Zusammen mit der Kirche bildet das Gemeindehaus das bei weitem älteste und schönste Gebäudeensemble der Gemeinde in Glatten.

Ein Blick in die Historie des Viertälerortes offenbart die wechselvolle Geschichte dieses Gebäudes, das von 1449 bis 1594 ein Franziskanerinnenkoster, die Frauenklause zu Glatta, beherbergte. Nach der Reformation verbot das Herzogtum Württemberg den verbleibenden fünf Nonnen zwar, Novizinnen aufzunehmen und katholische Gottesdienste abzuhalten, jedoch durften sie weiterhin in ihrer Klause wohnen bleiben. Erst im Jahr 1594 verzichtete die letzte Nonne für ein Leibgeding auf ihr Wohnrecht im Frauenkloster und gab dieses somit zur weiteren Nutzung frei. Die weitere Nutzung wird bereits im April 1595 durch Herzog Friedrich verfügt: Die baufälligen Klostergebäude werden abgebrochen, bereits fünf Jahre später wurde das auf den Grundmauern des alten Franziskanerinnenklosters erbaute evangelische Pfarrhaus eingeweiht. In den folgenden Jahrhunderten wurde das stattliche Pfarrhaus mehrfach grundlegend saniert und renoviert und von unzähligen Pfarrfamilien als Pfarrhaus genutzt. Erst im Jahr 1981/82 wurde in der Straße „Hinter der Kirche“ ein neue Pfarrhaus gebaut, seither wird das alte Pfarrhaus als Gemeindehaus rege genutzt.
Eine grundlegende Sanierung, an der sich viele ehrenamtliche Helfer beteiligten, stand im Jahr 2008 an: Das Erdgeschoss wurde komplett auf eine Ebene gebracht, der Gemeindesaal wurde vergrößert und verschönert und durch eine neue Küche ergänzt, zusätzlich wurde ein helles Foyer und neue Toiletten angebaut. Auch die Außenanlage wurde neu gestaltet. Während nun im Erdgeschoss der große teilbare Gemeinderaum und die moderne Küche flexible Nutzungen ermöglichen stehen im Obergeschoss Gruppenräume für die vielen kirchlichen Jugendgruppen zur Verfügung.

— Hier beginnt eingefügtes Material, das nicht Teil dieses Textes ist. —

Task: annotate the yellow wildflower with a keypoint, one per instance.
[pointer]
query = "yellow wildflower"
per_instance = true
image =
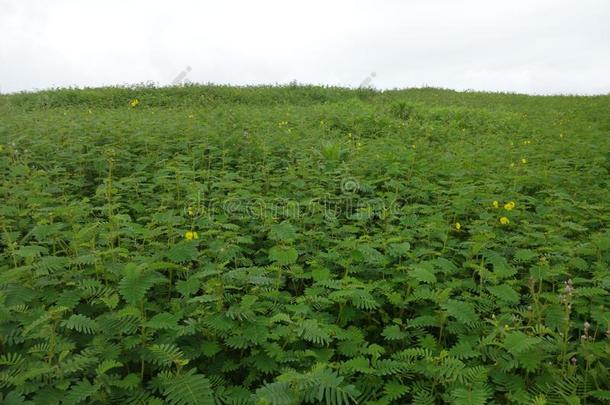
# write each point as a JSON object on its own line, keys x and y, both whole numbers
{"x": 190, "y": 235}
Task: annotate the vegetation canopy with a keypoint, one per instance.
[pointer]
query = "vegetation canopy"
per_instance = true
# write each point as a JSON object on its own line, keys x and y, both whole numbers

In den vergangenen Monaten (2019) wurde die Außenfassade grundlegend renoviert. Da das ehrwürdige Gebäude als Kulturdenkmal eingestuft ist, musste zuvor für alle Maßnahmen eine denkmalschutzrechtliche Genehmigung eingeholt werden: Erst dann konnten die Fenster im Obergeschoss ausgetauscht und das gesamte Holzwerk um die Fenster samt der Fensterläden erneuert werden. Zusätzlich erhielt das gesamte Gebäude einen neuen Außenanstrich. Was dessen Farbwahl anbelangt, gab es innerhalb der Gremien hierüber im Vorfeld heiße Diskussionen. Lange Diskussionen gingen auch den Arbeiten am Schindelschirm voraus. Denn laut Denkmalamt sollte dieser lediglich repariert werden, wegen des schlechten baulichen Zustandes sprachen sich aber alle verantwortlichen Fachleute dafür aus, einen komplett neuen Schindelschirm anzubringen. Wie ein Blick auf das im neuen Glanz erstrahlte Gemeindehaus bestätigt, haben sich der große Aufwand und die  kontroversen Diskussionen gelohnt, denn das neu renovierte Glattener Gemeindehaus erstrahlt im neuen Glanz.

Vor allem aber erstrahlt es als ein Gemeindehaus, das den vielen Gruppen und Kreisen Raum bietet: Von der Mutter-Kind-Gruppe für die Kleinsten, den zahlreichen Buben- und Mädchenjungscharen, den Teeniegruppen, den Frauenkreisen und den vielen Gemeindeveranstaltungen, Kaffeenachmittagen und  Gemeindefesten, die im Gemeindehaus stattfinden. Im Laufe der Jahrhunderte entstand so aus der ehemaligen Frauenklause ein Haus der offenen Türen, das jeden herzlich willkommen heißt. Insofern haben sich auch die vielen Mühen und die Kosten für die jetzt vollendeten Außenrenovierung in Höhe von 185.000 € mehr als gelohnt.